Distributed Systems — Replication
This is the second story on the topic of DS, if you haven't read the first one, please have a look here.
Replication is at the core of Distributed Systems (DS). We all know what replication is? In its simplest form, is just having a duplicate copy of the original in a case where the original copy is destroyed, we can use the backup one. But in DS replication is not that simple, in fact, it’s much more complicated and it needs to work in order for DS to ‘work’. In a system where storage for example is not distributed, even if the master server fails, we can assume that the backup system will work as it will have all the data (generally, up to date since maintaining one replica is easier) but in case of DS, things can go haywire.

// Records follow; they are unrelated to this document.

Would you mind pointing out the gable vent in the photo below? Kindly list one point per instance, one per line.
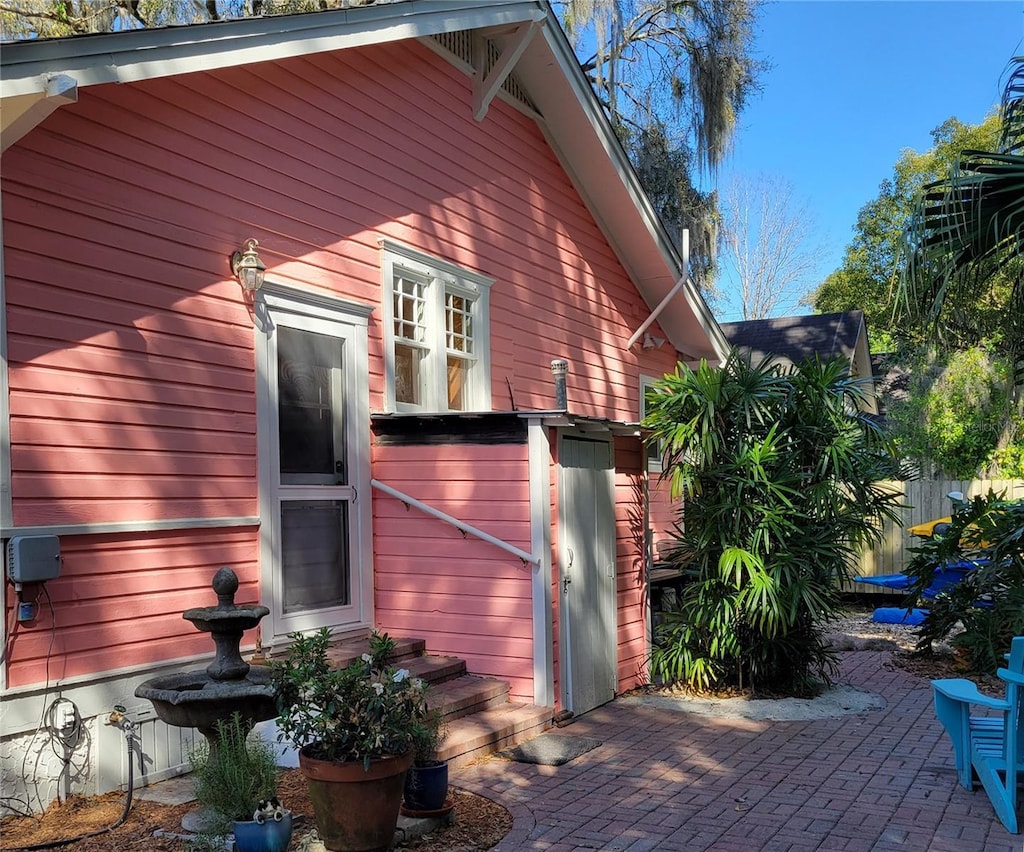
(460, 46)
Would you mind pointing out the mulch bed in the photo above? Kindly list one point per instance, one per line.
(478, 823)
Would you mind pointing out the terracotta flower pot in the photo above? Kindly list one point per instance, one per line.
(356, 810)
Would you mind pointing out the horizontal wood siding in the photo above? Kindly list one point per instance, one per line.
(131, 346)
(119, 600)
(631, 586)
(464, 596)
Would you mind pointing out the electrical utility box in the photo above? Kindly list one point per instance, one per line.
(33, 558)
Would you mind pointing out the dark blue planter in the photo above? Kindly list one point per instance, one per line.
(267, 837)
(426, 786)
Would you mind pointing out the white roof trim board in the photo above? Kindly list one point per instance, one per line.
(572, 120)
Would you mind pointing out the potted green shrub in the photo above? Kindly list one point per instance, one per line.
(353, 728)
(426, 781)
(236, 782)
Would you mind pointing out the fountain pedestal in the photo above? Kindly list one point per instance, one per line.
(199, 698)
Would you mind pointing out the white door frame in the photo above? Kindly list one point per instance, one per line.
(279, 305)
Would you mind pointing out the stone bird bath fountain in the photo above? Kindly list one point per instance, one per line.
(198, 698)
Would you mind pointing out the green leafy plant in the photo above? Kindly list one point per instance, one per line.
(237, 775)
(364, 711)
(781, 481)
(985, 609)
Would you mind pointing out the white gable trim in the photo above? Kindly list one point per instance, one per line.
(144, 54)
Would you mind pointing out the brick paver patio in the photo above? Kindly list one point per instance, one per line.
(878, 781)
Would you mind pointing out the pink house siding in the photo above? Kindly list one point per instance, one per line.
(464, 596)
(131, 349)
(631, 577)
(119, 601)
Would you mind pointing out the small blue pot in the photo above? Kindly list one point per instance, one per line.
(426, 786)
(270, 836)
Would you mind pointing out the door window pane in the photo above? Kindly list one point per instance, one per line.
(309, 403)
(457, 383)
(314, 554)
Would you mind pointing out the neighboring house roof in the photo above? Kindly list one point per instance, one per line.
(797, 338)
(39, 76)
(794, 339)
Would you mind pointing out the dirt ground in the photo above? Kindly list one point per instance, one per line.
(478, 824)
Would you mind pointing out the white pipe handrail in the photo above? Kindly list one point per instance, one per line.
(458, 524)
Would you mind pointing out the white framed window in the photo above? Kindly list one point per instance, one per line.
(652, 450)
(436, 318)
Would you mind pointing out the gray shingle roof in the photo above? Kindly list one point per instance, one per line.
(797, 338)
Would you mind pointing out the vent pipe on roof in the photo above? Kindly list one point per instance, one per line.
(560, 369)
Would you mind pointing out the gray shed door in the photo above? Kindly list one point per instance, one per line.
(588, 572)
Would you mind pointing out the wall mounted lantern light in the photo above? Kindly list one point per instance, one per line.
(247, 266)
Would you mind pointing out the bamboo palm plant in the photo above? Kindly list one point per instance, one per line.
(965, 240)
(781, 482)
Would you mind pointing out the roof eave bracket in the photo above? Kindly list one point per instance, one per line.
(485, 87)
(679, 286)
(57, 91)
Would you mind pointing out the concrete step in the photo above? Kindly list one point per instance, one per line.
(467, 694)
(478, 717)
(347, 650)
(492, 730)
(433, 670)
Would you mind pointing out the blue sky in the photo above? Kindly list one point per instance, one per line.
(853, 83)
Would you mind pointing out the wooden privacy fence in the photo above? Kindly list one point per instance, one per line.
(927, 500)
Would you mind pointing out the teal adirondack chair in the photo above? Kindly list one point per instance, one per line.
(990, 748)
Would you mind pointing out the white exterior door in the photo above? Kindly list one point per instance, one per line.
(587, 533)
(314, 471)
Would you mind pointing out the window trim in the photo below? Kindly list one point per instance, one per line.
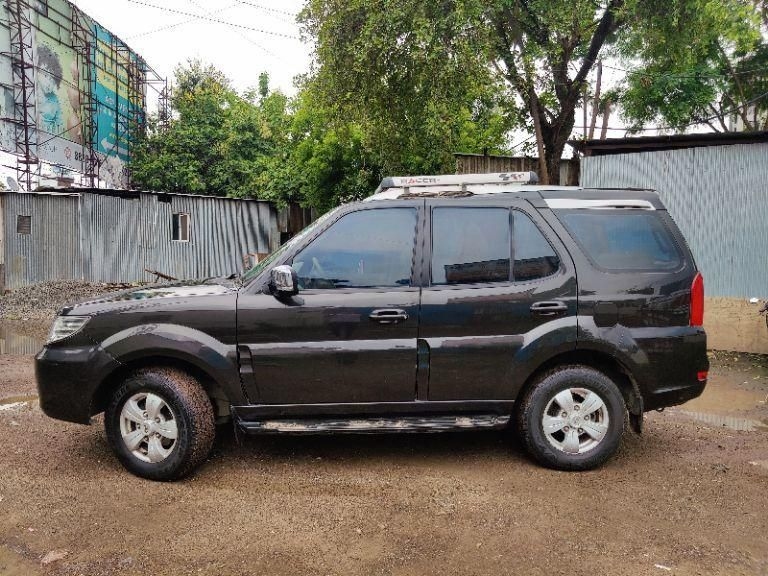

So what complexity does DS have that makes replication not easy.
- Real-Time Sync- The replicas have to be in sync with the master. what does in-sync mean? Let's take a Database for example. In most databases, any writes going to the database are generally written to WAL (write-ahead log) first. Assuming the database storage is actually distributed over several storage servers, the data needs to be replicated as well for availability, scalability, and in the case of server crash/failure as a fallback mechanism. But to fallback, as in the server to start serving API requests from the fallback server, it needs to be in sync with the master.
For eg an application serving hotel bookings to customers. As soon as a write occurs on the portion of the database in the master server, the replicated server needs to be in sync because if the master crashes before the write gets replicated that booking becomes invalid and might get rebooked to someone else.
So how do we keep replicas in sync near real-time, it is one of the tough problems in computer science to solve out there.
Let's talk about real-time sync and issues related to it . Consider 1 master and 2 replicas. As soon as u write to master you can say the write has finished and then in the backened copy the data to replicas , also known as Asynchronous writes.
This has the disadvantage of replicas not being real time sync and any failure can cause loss of data if primary node crashes.
Whats the solution to above problem, We can wait for the replicas to finish(Synchronous Writes) writing making the write call blocking. But this poses another problem , the writes become too slow(could also cause indefinite blocking if no response is there from follower replicas) and it causes very bad client experience and not all business use cases can afford this.
2. Leader-Follower issues- In any replication scenario there are leaders and followers. The leader is the node/server/master with which the client API interacts, in our database example it is the server that will accept writes and followers are the servers that act as backup/failsafe/slaves.
Now whether we follow Synchronous or Asynchronous Writes both have a set of challenges that might cause the replication to fail and DS to not work as expected.
If we adopt Asynchronous Replication , what that entails is we say the write has finished as soon as the data is written to leader and client gets the success flag. Then its the leader’s responsibility to propagate the writes to followers. This causes issues like inconsistency with in the application.
For eg : An application that updates Football scores, two people using the same application can have different scores updated at a certain point of time when a goal is scored , obviously both the users will see the same score in some time (which in IT world is referred to as eventual consistency and is followed by applications where a slight inconsistency usually in milli seconds is tolerable).
A second example of this could be writing a comment on someone’s Facebook post, sometimes you notice that a comment you just posted is not seen and as soon as you refresh couple of times , voila! it’s right there!. Again Eventual Consistency.
Another issue is if the leader fails, and after “discovering” the leader has failed the system elects a new leader, this leader does not have the delta of writes and the system is in an inconsistent state and it violates the client's durability expectations.
On the Synchronous Replication front, all is not good and merry. If the leader is waiting for a follower to respond ok to the writes for the system to be in a consistent state the leader must wait for every write call. If the follower crashes or in a rare scenario even if the ok message is not received, the leader can not know what the fault was, it will just wait. One way to avoid writing to all followers is to just write to one follower (keep it consistent) and the rest of the followers gets updates asynchronously from this one in-sync follower, also known as a Semi-Synchronous System.
Apart from the above issues, there are issues like Node Outages, Adding/removing followers, split-brain, leader election strategies, that make replication in the Distributed Systems a complicated mechanism. I will write a separate article on solutions to the above issues and how leader-follower systems work with minimum failures and fallback mechanisms.
3. Geography- One Aspect of distributed systems often overlooked is geography. How do we ensure that a user in Vietnam and one in Luxembourg who happens to be using the same application are getting the same real-time updates and user experience? To avoid lagging requests are often served from the nearest datacenters governed by complex algorithms that decide which users are served how and from where but to serve with correct data the systems have to be in the correct state itself. There comes the challenge of replication among data centers as well which has its own challenges. Can we think leader-follower here? A leader among data centers and then a leader within the data center itself, you see the problems discussed above just exploded to a new level with lagging, sending signals, notifications cross-continent but somehow distributed systems are making it work.
Replication is at the core of making distributed systems work with keeping copies and is one of many crux components to make the distribution possible t apart from the actual distribution(either storage or compute ) itself.